18/10/2025 –, Track 05 - E05, A02
Idioma: Español
Lithops is a Python multi-cloud distributed computing framework.
It allows you to run unmodified local python code at massive scale in the main serverless computing platforms.
Lithops delivers the user’s code into the cloud without requiring knowledge of how it is deployed and run.
Moreover, its multicloud-agnostic architecture ensures portability across cloud providers and on-premise deployments.

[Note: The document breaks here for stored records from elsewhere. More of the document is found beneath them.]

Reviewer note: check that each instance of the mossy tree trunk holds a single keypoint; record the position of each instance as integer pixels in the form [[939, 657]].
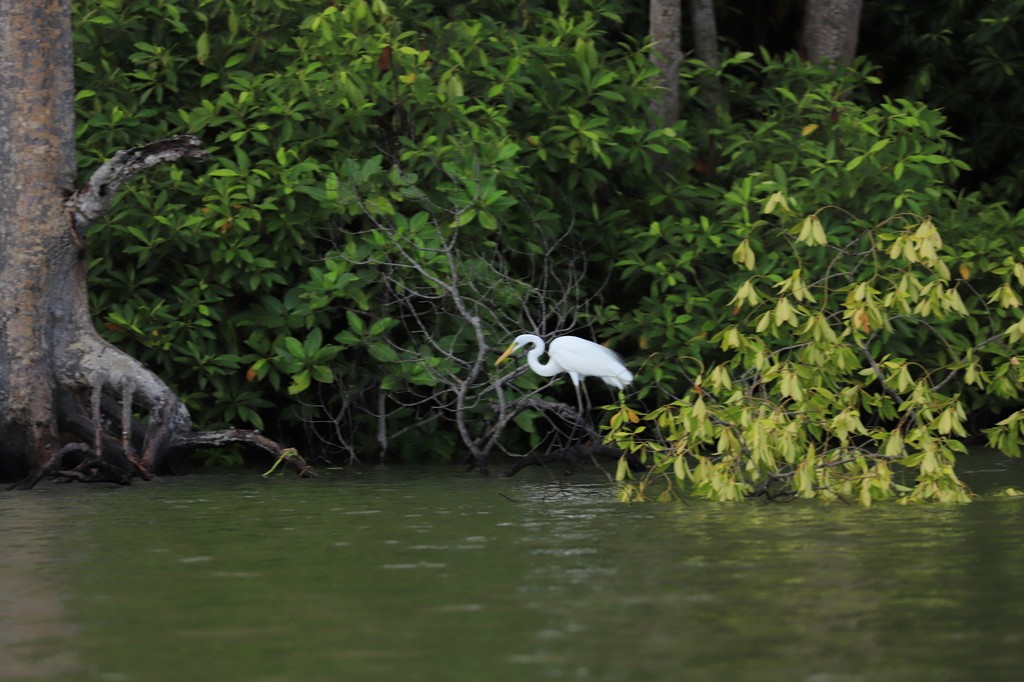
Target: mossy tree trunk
[[71, 403]]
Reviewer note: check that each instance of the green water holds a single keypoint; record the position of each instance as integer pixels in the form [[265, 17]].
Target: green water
[[411, 573]]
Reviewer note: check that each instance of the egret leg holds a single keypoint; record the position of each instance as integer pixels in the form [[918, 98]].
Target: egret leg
[[583, 406]]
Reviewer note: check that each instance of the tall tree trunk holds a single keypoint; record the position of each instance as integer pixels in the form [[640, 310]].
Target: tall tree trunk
[[70, 401], [37, 261], [666, 32], [830, 29], [706, 47]]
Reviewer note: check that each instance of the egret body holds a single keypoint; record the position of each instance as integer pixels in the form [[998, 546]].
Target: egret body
[[578, 357]]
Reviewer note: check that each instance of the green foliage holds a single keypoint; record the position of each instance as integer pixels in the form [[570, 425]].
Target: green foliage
[[806, 361], [397, 188], [352, 146]]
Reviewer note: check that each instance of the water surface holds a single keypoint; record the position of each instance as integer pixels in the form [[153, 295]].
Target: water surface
[[412, 573]]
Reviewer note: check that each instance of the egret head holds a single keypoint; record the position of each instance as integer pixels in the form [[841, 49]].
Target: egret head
[[508, 351]]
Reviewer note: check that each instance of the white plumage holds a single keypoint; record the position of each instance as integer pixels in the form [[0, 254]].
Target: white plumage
[[579, 357]]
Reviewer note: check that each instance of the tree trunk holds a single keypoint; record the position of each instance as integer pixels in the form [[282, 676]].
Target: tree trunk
[[706, 47], [830, 29], [70, 402], [666, 32]]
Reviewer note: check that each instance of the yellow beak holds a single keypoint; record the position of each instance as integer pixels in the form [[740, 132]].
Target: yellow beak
[[505, 355]]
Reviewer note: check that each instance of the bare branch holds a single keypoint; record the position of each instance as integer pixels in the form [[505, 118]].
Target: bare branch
[[93, 199]]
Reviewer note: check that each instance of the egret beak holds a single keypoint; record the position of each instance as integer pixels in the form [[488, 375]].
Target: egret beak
[[508, 351]]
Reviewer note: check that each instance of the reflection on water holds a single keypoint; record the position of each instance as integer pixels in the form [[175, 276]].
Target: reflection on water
[[434, 574]]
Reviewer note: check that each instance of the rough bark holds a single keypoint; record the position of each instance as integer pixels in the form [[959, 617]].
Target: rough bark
[[666, 32], [830, 30], [71, 403], [706, 48]]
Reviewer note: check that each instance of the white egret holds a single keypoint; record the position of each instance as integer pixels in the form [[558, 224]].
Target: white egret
[[579, 357]]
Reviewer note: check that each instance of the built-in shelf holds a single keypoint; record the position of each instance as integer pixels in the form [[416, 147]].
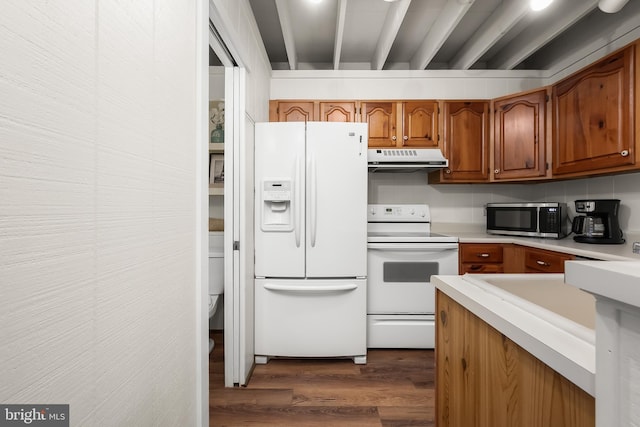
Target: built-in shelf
[[216, 189], [216, 147]]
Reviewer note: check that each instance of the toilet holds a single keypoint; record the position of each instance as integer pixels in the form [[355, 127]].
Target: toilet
[[216, 274]]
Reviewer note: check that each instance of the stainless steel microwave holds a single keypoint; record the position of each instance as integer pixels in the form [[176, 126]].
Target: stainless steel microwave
[[547, 219]]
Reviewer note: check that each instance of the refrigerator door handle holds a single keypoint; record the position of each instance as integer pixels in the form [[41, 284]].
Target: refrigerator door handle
[[297, 201], [311, 288], [313, 214]]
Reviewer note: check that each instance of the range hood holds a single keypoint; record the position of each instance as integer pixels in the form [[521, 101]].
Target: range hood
[[405, 159]]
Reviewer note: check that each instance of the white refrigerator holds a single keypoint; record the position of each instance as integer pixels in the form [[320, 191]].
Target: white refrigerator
[[310, 240]]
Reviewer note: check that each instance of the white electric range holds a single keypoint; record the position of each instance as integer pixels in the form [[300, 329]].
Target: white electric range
[[402, 256]]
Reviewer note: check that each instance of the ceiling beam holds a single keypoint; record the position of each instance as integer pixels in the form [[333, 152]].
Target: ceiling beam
[[493, 29], [337, 47], [443, 26], [392, 23], [514, 53], [287, 33]]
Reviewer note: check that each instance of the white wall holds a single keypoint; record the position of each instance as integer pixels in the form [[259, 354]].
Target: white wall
[[427, 84], [464, 203], [98, 219]]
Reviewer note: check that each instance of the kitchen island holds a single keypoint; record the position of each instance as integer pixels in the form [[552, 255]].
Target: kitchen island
[[514, 350], [615, 285]]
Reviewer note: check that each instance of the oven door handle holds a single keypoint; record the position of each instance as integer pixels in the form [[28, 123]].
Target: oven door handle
[[413, 246]]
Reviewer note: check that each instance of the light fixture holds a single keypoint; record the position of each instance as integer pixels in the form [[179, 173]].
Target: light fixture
[[539, 4]]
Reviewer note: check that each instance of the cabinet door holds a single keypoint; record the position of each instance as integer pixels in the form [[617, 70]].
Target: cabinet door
[[338, 111], [519, 138], [381, 123], [420, 124], [292, 111], [594, 117], [466, 141]]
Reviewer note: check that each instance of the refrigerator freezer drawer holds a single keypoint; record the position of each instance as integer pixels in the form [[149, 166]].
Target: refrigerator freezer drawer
[[400, 331], [310, 318]]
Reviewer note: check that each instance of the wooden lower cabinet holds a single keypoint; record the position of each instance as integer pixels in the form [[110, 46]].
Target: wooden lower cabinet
[[487, 258], [485, 379], [480, 258], [543, 261]]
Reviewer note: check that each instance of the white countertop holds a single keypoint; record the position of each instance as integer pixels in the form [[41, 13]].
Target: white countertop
[[616, 280], [476, 234], [567, 346]]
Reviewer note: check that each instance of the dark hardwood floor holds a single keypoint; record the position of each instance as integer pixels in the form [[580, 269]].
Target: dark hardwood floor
[[394, 388]]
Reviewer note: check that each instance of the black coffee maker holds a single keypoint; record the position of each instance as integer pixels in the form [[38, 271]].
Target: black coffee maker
[[599, 224]]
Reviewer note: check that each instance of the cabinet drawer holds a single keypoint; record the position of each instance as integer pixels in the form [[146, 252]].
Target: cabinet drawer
[[480, 253], [545, 261], [481, 268]]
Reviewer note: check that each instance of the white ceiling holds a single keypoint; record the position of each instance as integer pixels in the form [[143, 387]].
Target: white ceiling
[[424, 34]]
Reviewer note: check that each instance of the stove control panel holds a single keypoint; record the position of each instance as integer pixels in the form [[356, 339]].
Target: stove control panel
[[398, 213]]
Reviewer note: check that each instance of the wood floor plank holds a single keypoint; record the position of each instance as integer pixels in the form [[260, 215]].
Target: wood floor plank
[[395, 388]]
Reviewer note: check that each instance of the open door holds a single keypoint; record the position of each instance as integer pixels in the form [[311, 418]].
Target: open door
[[238, 216], [238, 253]]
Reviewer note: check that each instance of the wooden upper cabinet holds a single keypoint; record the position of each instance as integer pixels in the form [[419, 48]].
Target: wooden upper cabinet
[[401, 124], [381, 123], [305, 111], [292, 111], [594, 117], [420, 124], [519, 136], [466, 141], [338, 111]]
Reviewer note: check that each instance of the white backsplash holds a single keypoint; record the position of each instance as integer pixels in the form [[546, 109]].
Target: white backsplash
[[464, 203]]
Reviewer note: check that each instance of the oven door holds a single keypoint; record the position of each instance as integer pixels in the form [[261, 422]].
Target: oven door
[[399, 275]]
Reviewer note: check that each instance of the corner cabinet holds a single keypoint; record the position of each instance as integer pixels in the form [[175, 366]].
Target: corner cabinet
[[465, 142], [401, 124], [519, 146], [594, 118]]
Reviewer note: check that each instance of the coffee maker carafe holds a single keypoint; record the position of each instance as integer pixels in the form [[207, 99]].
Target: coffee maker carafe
[[599, 224]]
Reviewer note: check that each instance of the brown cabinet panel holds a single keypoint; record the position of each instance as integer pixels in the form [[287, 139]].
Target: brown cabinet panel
[[466, 141], [480, 258], [483, 378], [338, 111], [420, 124], [481, 268], [594, 117], [292, 111], [543, 261], [481, 252], [519, 136], [381, 123]]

In particular, Lithops offers compute and storage backends for most public Clouds (AWS, Google, Azure, IBM, Oracle,
Alibaba), HPC Supercomputers (LithopsHPC), and on-premise deployments (OpenShift, OpenNebula, k8s).
Lithops is well suited for highly-parallel programs (parallel map) with little or no need for communication between
processes (i.e. Monte Carlo simulations). However, Lithops is especially useful for parallel data processing
where many functions read or write in parallel from Object Storage.
In this talk, you will learn how to run parallel python code over different Cloud backends with minimum effort and zero changes in code.
The magic of lithops is the burstability and elasticity of Cloud resources, enabling to launch 1000 processes in parallel in less than 100ms.
Data Science and Data Engineering (analytics, visualization, pipelines, data engineering, notebooks...)
Temáticas adicionales:DevOps, Cloud and Infrastructure (SRE, systems management, CI/CD, Kubernetes, cloud providers...), Python Core and Package Development (Python core, library development, typing, compatibility...)
Nivel de la propuesta:Intermediate (it is necessary to understand the related bases to go into detail)
Daniel Alejandro Coll Tejeda is a Software Engineer and Cloud Researcher at the Cloud and Distributed Systems Lab (URV), with extensive experience in developing and researching solutions across major cloud platforms including AWS, IBM Cloud, and GCP. His work has involved leveraging powerful tools like Lithops for serverless computing and Kubernetes for container orchestration, focusing on their practical application to solve complex scientific and data processing challenges. Daniel is passionate about pushing the boundaries of cloud technology and holds a degree in Computer Engineering from Universitat Rovira i Virgili.
Building on this deep cloud expertise, Daniel is currently one of the main creators of PyRun, a platform designed to democratize scalable cloud computing for Python users. PyRun simplifies running Python workloads—from data processing to AI—on your own cloud account by automating infrastructure management, runtime configuration, and seamlessly integrating frameworks like Lithops and Dask.